Interestingly, he did not talk much about all the DDL language elements of ABAP CDS. In fact, he used quite a simple CDS view:

The select statement of the view wraps the access to database table zbg_marsdata. Some of the modeling capapbilities of CDS shine through with the association _MarsSite that joins Z_MarsRoverMissions with Z_MarsSites. But this was of marginal importance for the presentation.

What he did talk about were annotations!

The DDL source code consists mainly of annotations and not of SQL! What's that all about?

With annotations, you can semantically enrich your data model. And as you see, this is abundantly done above. Let's have a look behind the curtain.

What are Annotations?

From the compiler's point of view, annotations are simply something that can be written at given positions and have to follow a prescribed syntax. As shown in an example of the documentation, you can write something like

@v_annot4:{ annot0, annot1:'abc', annot2:123 }

into the DDL source of a CDS view. The source is syntactically correct and can be activated. Of course, such an annotation has no meaning as long as nobody evaluates it. During activation of a DDL source, its annotations are saved in system tables and there are system classes available to evaluate them.

Some annotations are evaluated directly during activation and by the ABAP runtime environment.

Annotations before ABAP 7.50

Before ABAP 7.50, only a handful annotations played a role. Those were the annotations that are evaluated during activation and by the ABAP runtime environment. We call those annotations ABAP annotations. They are documented as part of the ABAP CDS documentation, as e.g. the ABAP view annotations. An important example is @ClientDependent, that defines the client handling when Open SQL is used to access a CDS entity. Other examples are the EndUserText annotations that denote translatable texts.

Annotations with ABAP 7.50

The usage of annotations is not restricted to the ABAP Dictionary's own needs and the ABAP runtime environment (e.g.. Open SQL). As said above, you can enter for annotations what you want, as long as you stay within the syntax rules. Of course, there must be someone who evaluates it. And that's what software components of SAP do with ABAP 7.50! Software components of SAP such as ODATA, UI, and Analytics prescribe sets of annotations that can be used to achieve a defined behavior and the frameworks themselves provide frameworks that evaluate these framework specific annotations and act accordingly. With other words, it's not the ABAP runtime environment alone any more that evaluates DDL source codes! Accordingly the documentation of these annotations is not part of the ABAP CDS reference documentation (so don't send your error messages there ...) but delivered by the respective software components. There is a landing page where all SAP annotations are listed and where you find links to the detailed framework documentation.

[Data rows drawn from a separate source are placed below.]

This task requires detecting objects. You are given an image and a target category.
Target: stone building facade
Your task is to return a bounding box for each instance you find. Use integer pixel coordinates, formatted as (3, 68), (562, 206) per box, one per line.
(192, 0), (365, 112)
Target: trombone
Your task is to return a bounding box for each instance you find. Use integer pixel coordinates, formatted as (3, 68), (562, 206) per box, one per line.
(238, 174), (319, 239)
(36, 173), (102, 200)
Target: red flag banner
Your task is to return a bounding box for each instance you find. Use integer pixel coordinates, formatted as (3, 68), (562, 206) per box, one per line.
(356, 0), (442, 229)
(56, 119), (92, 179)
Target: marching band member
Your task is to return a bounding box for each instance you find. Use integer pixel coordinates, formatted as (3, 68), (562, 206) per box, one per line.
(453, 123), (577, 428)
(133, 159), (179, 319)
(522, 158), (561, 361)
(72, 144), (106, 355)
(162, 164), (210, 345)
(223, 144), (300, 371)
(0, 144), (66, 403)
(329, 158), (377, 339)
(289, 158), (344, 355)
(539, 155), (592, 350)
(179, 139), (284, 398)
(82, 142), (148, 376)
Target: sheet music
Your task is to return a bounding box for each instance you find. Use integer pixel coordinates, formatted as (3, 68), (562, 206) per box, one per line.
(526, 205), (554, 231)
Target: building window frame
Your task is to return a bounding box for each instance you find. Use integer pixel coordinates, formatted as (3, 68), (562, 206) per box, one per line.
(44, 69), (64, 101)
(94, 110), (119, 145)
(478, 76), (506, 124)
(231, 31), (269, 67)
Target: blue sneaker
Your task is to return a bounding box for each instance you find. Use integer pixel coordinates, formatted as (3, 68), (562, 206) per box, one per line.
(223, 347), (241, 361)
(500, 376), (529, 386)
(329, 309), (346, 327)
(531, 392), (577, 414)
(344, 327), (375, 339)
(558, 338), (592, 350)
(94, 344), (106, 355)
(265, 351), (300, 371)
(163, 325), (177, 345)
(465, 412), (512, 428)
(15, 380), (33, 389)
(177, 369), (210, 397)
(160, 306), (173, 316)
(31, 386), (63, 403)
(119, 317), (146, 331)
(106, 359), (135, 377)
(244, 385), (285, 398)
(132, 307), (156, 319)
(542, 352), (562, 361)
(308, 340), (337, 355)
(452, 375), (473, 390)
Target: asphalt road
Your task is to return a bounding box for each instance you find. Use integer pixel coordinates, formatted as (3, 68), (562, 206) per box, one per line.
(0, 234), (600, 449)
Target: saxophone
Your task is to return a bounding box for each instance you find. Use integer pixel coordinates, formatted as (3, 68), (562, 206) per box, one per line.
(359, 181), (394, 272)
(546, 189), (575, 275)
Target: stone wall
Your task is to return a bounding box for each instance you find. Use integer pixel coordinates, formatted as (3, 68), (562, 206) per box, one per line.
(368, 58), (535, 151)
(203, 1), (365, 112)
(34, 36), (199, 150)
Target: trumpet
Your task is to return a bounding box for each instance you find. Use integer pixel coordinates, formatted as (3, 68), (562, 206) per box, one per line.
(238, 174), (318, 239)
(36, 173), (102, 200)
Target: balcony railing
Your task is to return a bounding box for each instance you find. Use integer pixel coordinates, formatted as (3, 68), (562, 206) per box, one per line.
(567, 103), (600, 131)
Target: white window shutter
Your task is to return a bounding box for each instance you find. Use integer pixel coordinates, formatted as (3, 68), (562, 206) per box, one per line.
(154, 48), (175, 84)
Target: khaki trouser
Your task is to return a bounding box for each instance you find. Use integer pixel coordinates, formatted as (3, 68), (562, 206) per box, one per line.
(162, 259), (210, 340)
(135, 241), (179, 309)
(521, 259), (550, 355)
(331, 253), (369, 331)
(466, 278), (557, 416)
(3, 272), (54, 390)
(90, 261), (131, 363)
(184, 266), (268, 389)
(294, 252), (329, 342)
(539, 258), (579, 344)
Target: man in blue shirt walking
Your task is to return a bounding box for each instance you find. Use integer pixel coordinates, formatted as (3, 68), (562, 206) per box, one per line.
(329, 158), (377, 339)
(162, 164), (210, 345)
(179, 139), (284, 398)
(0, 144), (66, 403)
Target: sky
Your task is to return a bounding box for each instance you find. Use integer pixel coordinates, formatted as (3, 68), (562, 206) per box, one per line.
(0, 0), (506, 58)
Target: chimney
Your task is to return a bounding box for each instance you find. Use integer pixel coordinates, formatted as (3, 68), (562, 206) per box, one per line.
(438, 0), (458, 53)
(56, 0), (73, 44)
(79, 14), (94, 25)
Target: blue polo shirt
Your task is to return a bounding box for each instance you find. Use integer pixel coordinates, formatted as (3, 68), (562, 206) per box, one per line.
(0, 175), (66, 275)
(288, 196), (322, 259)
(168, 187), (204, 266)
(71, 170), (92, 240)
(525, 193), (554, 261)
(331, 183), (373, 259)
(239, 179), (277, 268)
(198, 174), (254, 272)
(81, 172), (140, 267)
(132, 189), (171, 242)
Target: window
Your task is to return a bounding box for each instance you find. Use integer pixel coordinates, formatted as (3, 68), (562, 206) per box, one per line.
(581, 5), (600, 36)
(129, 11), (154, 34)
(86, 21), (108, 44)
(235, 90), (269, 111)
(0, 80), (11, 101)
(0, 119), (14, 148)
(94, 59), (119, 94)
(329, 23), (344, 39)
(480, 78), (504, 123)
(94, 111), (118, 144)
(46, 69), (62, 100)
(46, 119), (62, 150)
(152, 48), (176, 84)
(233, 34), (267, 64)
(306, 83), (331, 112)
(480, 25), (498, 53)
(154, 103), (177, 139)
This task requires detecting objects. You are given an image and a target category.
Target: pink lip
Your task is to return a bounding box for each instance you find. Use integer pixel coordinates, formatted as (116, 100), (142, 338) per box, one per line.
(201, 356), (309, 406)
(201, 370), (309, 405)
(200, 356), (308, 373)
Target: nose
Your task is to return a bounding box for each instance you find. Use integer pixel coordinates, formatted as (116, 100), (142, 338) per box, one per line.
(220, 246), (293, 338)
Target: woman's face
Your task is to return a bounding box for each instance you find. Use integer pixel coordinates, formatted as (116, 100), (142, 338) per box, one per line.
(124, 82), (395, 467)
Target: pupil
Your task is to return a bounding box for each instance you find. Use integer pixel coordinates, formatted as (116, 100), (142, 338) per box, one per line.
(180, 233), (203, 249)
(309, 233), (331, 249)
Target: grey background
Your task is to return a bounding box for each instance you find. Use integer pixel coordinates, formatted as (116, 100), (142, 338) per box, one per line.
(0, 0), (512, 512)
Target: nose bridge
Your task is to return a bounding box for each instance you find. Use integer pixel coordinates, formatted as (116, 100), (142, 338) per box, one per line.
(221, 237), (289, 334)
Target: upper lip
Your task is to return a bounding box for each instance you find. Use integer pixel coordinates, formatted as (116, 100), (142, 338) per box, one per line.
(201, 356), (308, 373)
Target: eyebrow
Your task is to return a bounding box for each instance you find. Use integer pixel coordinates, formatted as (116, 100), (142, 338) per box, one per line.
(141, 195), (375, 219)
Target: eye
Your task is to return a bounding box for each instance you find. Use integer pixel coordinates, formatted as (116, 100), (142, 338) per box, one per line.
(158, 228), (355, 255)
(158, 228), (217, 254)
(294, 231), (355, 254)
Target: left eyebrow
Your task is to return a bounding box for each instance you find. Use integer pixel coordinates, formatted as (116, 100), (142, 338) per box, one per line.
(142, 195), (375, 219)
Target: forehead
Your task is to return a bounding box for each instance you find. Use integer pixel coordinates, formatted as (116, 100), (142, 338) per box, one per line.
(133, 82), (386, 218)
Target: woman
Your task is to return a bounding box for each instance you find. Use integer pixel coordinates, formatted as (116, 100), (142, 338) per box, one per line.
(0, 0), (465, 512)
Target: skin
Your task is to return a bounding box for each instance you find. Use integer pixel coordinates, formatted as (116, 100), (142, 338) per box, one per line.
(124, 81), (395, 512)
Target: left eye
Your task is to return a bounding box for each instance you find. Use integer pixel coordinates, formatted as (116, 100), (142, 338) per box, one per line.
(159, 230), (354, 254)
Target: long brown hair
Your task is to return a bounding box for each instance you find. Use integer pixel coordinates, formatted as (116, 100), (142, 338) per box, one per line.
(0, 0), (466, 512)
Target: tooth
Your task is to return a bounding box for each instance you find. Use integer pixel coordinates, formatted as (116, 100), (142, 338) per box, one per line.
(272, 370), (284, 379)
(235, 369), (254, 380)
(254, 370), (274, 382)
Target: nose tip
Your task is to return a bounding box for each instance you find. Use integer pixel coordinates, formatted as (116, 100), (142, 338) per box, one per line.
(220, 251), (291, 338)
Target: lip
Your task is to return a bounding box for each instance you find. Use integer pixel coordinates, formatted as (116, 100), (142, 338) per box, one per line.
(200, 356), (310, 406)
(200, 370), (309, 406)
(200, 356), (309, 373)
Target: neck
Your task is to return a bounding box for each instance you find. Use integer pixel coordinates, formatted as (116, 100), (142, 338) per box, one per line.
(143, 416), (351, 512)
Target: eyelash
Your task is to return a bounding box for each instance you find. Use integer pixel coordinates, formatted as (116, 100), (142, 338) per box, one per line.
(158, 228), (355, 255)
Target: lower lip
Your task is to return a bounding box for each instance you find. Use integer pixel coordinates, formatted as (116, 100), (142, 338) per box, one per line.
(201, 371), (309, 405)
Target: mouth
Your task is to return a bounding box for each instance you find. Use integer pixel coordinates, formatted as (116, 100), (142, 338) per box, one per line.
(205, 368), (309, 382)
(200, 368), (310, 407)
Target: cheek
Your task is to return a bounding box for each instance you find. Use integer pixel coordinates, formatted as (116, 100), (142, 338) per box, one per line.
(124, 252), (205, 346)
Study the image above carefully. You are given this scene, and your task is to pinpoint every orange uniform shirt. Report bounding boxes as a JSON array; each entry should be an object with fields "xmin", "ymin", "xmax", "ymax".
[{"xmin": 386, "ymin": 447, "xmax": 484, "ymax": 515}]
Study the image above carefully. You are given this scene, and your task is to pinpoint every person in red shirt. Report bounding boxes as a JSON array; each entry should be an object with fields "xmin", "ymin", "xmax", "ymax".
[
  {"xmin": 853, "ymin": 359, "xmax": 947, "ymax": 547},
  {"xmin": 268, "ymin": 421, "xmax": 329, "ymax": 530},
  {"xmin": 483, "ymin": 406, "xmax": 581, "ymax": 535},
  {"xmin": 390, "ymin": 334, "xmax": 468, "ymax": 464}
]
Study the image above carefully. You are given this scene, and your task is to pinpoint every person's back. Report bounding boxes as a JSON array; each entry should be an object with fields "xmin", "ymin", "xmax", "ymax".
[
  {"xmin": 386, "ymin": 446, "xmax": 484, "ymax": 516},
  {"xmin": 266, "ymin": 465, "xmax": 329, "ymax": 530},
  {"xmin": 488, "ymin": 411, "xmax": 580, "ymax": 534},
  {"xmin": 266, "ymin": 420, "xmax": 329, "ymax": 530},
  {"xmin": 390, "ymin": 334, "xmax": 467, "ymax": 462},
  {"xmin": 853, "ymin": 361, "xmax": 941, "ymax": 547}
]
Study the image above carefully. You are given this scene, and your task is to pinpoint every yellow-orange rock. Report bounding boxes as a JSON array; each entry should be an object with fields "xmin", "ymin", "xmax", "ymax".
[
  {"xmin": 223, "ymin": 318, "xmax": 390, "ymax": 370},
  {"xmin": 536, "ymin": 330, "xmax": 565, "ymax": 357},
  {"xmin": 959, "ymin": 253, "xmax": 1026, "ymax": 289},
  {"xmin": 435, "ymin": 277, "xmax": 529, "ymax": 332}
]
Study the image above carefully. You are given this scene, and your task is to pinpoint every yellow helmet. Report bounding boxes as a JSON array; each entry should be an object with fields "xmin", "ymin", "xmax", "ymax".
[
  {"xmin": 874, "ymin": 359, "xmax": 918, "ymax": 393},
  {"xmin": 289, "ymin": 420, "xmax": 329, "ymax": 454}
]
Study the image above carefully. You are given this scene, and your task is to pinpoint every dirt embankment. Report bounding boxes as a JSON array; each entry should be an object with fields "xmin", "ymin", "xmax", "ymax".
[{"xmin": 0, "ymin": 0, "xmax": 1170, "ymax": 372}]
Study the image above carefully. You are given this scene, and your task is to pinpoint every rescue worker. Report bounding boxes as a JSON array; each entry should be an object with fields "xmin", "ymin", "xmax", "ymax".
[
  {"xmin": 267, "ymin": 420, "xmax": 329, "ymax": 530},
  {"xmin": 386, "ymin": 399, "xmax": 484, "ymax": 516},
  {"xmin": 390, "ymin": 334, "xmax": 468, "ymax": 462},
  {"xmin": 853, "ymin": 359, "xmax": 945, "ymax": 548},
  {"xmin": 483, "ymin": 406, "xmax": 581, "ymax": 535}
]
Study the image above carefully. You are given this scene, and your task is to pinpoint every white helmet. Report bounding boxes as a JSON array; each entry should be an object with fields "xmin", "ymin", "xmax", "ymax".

As you see in the screen shot of Bjoern's session above, he uses lots of framework specific annotations as @Search... , @UI.... While the syntax coloring and code completion of ADT recognizes them, the ABAP runtime environment (e.g. Open SQL) does not care at all. You have to work with the respective frameworks in order to see the effects! Of course Bjoern did exactly that.

Here is an example for a documentation that describes what you have to do in order to expose a CDS View as OData Service:

Exposing CDS View as OData Service

Have fun!

Note

Please note that SAP currently does not recommend to create customer annotations, At the moment you should work with SAP annotations (ABAP annotations and framework specific annotations) only.

PS: Sorry for the blurred screen shots, but they are taken from the TechEd video.